KEY TAKE AWAY: Not all man-made chemicals are bad for the environment, the key is understanding if they biodegrade well.
Man-made chemicals may also appear in Earth’s waters bypassing the sewage treatment plants or composting facilities used for biodegradation of solid waste. One of the examples here are organic UV-filters used in sunscreens that contaminate our costal waters to a level dangerous not only to aquatic ecosystems but also to humans.
It is critically important to develop reliable laboratory methods to test chemicals for how fast they degrade under conditions that simulate those in natural environments and those in waste treatment facilities. In the ideal world, the chemicals that do not degrade would then be eliminated from production and substituted by more environmentally friendly alternatives.
KEY TAKE AWAY: It is up to ethical industry to commit to best practices of testing for biodegradability. Consumers help by pressuring businesses to follow best practices.
Development of standardized biodegradability test methods is not an easy task
The great variety of biodegradation processes in the natural environment and in water and solid waste treatment plants greatly complicates the development of standardized laboratory methods to reliably predict biodegradation and consequently assess the risk of bioaccumulation. Despite these difficulties, progress is being made. This effort is being led by organizations such as International Organization for Standardization (ISO), Organization for Economic Co-operation and Development (OECD) and American Society for Testing and Materials (ASTM). Quality criteria such as Good Laboratory Practices (GLP), EN 45000, ISO 9000 have been established.

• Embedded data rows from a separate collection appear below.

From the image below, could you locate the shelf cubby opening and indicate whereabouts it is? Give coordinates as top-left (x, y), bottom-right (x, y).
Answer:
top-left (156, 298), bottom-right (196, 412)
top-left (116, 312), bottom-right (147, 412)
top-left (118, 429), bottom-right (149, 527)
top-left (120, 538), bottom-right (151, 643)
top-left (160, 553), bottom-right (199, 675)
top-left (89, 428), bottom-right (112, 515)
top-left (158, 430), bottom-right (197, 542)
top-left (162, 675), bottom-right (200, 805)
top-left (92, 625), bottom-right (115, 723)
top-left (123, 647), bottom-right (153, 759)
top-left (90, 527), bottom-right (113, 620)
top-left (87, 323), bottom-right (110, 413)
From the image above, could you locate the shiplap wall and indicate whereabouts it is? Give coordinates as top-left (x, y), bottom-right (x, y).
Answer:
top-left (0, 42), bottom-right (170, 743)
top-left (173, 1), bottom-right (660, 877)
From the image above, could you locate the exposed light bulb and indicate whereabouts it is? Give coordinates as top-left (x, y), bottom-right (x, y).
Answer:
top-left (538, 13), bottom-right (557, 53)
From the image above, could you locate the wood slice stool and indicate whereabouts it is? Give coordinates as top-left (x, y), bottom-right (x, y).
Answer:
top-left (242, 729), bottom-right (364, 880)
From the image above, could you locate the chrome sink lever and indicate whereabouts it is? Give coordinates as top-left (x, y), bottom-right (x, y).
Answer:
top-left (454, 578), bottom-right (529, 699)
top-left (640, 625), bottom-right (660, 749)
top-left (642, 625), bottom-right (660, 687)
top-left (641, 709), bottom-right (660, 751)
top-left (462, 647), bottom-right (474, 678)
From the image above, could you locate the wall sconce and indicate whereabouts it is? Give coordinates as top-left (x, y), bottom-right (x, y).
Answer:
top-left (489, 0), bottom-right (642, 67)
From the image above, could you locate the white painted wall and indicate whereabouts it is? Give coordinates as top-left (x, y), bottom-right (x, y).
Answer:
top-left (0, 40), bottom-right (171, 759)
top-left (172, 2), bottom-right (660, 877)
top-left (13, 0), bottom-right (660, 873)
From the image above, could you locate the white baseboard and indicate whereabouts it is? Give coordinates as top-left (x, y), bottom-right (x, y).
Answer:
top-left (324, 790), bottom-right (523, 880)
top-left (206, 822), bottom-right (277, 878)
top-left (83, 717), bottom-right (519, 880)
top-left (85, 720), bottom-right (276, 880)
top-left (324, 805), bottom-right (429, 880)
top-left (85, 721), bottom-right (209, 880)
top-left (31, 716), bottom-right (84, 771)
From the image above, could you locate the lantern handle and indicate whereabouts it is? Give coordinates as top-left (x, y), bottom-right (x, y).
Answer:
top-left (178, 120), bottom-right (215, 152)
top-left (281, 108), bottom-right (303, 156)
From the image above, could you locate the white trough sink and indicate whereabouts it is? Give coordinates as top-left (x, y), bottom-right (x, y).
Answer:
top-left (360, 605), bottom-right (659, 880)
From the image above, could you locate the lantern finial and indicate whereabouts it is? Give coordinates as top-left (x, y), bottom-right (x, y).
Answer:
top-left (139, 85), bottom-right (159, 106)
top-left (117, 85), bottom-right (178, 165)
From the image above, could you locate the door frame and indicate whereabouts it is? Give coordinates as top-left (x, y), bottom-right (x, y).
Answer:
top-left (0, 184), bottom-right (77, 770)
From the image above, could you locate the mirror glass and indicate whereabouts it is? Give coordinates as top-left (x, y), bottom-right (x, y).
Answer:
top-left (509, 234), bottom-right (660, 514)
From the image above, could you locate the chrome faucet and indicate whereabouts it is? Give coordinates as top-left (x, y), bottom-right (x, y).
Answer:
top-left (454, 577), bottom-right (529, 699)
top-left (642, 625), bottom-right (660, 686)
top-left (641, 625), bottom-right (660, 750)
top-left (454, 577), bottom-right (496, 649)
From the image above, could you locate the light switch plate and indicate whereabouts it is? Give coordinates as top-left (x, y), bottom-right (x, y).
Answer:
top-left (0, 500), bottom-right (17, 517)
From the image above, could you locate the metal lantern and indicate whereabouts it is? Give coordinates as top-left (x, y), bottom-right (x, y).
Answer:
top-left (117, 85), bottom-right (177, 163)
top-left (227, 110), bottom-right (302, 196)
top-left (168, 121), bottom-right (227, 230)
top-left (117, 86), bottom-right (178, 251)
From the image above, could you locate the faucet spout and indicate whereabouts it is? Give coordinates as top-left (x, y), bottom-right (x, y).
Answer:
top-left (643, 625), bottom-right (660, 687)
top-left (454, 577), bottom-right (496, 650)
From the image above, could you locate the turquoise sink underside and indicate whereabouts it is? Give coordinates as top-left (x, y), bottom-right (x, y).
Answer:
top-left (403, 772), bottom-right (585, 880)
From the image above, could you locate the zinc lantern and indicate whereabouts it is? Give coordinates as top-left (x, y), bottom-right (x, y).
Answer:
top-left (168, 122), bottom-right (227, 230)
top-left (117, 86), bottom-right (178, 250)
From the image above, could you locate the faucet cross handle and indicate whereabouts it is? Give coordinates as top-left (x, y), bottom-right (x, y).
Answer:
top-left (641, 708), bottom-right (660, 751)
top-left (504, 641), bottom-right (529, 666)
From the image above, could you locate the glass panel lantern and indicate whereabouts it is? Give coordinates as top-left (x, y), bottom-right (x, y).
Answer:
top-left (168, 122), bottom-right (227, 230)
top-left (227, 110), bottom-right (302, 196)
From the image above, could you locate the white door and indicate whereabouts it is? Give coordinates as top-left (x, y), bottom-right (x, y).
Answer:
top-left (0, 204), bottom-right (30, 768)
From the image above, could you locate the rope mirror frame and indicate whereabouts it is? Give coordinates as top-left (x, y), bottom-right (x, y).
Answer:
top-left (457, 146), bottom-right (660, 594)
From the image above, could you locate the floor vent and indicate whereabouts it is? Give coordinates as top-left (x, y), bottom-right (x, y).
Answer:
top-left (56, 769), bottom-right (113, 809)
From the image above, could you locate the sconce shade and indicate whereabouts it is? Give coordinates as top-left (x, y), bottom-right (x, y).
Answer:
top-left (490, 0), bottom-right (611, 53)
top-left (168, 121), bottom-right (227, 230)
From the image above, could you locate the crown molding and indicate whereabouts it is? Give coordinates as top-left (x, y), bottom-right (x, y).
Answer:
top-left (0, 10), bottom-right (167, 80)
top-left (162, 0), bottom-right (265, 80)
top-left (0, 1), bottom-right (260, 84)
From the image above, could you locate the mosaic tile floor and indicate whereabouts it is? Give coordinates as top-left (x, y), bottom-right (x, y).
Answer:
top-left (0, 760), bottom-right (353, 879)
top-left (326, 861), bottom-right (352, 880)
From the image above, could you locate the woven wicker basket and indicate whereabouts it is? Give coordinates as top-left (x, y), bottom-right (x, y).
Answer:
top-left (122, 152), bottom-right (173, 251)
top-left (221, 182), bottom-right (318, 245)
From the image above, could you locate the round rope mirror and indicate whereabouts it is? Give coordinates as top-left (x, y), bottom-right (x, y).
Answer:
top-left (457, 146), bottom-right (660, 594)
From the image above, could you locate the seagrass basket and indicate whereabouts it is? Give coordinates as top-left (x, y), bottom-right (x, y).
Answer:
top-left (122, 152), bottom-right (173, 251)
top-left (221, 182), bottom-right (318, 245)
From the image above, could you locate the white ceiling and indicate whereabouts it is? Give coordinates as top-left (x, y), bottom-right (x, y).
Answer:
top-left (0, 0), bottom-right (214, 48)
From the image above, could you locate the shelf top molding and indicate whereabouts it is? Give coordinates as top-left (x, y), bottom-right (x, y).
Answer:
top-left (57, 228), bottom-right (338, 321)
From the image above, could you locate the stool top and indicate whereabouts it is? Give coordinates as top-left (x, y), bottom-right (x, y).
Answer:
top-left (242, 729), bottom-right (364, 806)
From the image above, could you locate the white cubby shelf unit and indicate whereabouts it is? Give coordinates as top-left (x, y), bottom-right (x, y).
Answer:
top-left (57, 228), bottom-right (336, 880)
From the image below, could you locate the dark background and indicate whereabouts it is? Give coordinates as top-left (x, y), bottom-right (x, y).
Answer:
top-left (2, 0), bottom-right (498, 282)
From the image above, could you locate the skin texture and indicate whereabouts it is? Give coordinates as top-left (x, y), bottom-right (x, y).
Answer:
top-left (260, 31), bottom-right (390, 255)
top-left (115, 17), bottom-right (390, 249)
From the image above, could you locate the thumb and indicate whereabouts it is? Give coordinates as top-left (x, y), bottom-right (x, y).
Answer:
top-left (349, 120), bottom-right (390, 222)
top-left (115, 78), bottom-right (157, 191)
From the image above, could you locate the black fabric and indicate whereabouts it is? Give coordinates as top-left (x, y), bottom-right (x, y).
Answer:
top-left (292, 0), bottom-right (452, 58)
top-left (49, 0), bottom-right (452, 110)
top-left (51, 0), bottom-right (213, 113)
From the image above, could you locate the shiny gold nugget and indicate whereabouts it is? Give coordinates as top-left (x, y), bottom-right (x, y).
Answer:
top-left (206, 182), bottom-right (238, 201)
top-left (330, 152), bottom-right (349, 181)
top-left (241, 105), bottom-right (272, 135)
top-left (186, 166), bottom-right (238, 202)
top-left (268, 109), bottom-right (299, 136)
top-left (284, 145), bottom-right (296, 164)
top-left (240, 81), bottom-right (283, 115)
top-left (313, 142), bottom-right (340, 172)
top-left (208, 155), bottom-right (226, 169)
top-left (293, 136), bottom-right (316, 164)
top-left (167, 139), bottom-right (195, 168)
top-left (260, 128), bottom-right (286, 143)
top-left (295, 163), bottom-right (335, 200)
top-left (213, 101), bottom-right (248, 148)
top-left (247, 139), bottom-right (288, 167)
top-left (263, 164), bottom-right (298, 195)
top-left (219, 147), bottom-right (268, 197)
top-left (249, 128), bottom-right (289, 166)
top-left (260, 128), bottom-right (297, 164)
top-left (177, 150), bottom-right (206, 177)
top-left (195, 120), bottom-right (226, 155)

As an organic chemist with over 20+ years of experience bring this background to our product development at Stoic Beauty. Although we are a small team making small batch cosmetics, we are committed to best practices for biodegradability and avoiding bioaccumulation in marine life.
At present many biodegradability tests exist, some simulate aquatic (fresh water and marine) and soil conditions, aerobic and anaerobic processes, and the treatments used in sewage and composting plants. Specific methods are recommended according to the type of material (polymer, lubricant, etc.) and its physical properties. Test methods may use different analytical techniques to assess degradation, which on the two extremes measure either primary degradation (disappearance of the substance under study) or total degradation (carbon dioxide produced). The methods are being refined and new tests added.
And what is the real impact?
Companies producing customer goods have legal responsibility to know the ecological behaviour of chemicals they release to the market in substantive quantities and are obligated to test biodegradability of their products using approved standardized methods.
More and more often customers demand information on ecological impact of the products they buy and make their purchasing decisions based on analysis of available data. Unfortunately, biodegradability information is still not widely accessible to the average consumer. Some is available in Material Safety Data Sheets (MSDS) prepared for all chemicals by their manufacturers under Ecological Information heading. Some information can also be found in various online databases.
As the fate of most of skincare products is wastewater or natural water reservoirs, at Stoic Beauty, we are committed to carefully examining all available data on ecological impact of the cosmetic ingredients we use in production of our cosmetics. We make this information available to our customers.